The Former Mitsuke School (旧見付学校, kyū-Mitsuke Gakkō) is a surviving Giyōfū-style Meiji period school building located in the city of Iwata, Shizuoka in the Tōkai region of Japan. The building was designated a National Historic Site of Japan in 1996.

==Overview==
Built in 1875, the Mitsuke school vies with the Former Nakagomi School in Saku, Nagano for the title of the "oldest western school building in Japan". As with the Nakagomi School, the wooden school building is an example of the Giyōfū-style of the early Meiji period, a pseudo-Western style of architecture which incorporates both western and Japanese elements. The building originally had three stories on a sone foundation, with basic stone walls and entasis-style pillars placed at the entrance.
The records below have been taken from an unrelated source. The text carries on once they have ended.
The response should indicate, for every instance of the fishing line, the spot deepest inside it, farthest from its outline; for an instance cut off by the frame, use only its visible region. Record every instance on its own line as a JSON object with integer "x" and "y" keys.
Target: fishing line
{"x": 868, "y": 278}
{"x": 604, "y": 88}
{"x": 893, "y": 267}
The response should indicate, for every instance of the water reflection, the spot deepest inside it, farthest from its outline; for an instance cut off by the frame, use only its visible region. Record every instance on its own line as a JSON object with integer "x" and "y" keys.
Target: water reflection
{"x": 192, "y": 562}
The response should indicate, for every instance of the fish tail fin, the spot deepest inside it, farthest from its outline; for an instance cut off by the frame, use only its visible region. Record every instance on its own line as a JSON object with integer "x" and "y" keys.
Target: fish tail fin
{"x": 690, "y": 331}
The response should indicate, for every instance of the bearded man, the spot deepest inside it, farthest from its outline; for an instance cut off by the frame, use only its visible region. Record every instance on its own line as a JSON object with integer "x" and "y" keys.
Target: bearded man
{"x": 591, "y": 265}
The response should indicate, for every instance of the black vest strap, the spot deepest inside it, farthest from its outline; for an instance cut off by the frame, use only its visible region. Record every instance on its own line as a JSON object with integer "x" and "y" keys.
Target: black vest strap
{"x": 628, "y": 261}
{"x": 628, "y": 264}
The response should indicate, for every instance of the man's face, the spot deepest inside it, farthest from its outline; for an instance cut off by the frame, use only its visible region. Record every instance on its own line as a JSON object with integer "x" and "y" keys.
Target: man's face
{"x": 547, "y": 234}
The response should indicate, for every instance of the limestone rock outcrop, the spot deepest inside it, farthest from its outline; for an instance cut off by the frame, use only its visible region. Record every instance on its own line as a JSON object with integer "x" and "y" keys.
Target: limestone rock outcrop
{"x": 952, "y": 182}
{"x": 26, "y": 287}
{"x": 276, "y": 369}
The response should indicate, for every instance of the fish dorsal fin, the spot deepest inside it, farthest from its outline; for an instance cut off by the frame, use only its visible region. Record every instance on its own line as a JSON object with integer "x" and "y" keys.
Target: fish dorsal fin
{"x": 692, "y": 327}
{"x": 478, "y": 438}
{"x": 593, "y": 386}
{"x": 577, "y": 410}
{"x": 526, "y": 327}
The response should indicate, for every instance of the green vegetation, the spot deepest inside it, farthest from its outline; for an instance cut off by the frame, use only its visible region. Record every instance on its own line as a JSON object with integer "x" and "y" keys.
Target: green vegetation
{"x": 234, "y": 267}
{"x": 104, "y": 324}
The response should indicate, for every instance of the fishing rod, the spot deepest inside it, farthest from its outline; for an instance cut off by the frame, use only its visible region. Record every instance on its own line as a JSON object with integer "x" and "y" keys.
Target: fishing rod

The exterior and interior walls were plastered. In 1883, the building was enlarged by remodeling the 2nd floor and expanding the 3rd floor, and by adding the two-story tower. The tower contained a drum, rather than a bell, for telling the time.

It closed as a school in 1922, and was thereafter used for a number of purposes, including a teachers' training college, martial arts dōjō, girl's high school sewing classroom, Imperial Japanese Army hospital, and municipal hall, until it finally reopened in 1992 as an education museum.

On the north side of the former school is the Iwata Bunko, which was founded by the local kokugaku scholar Ōkubo Takuhisa in 1864 on land donated by the neighboring Ōmikunitama Jinja Shinto shrine. This library contains over 5000 volumes of works pertaining the kokugaku studies, and is housed in a kura-style building. The Iwata Bunko also protected under the same national historic site designation as the former Mitsuke School.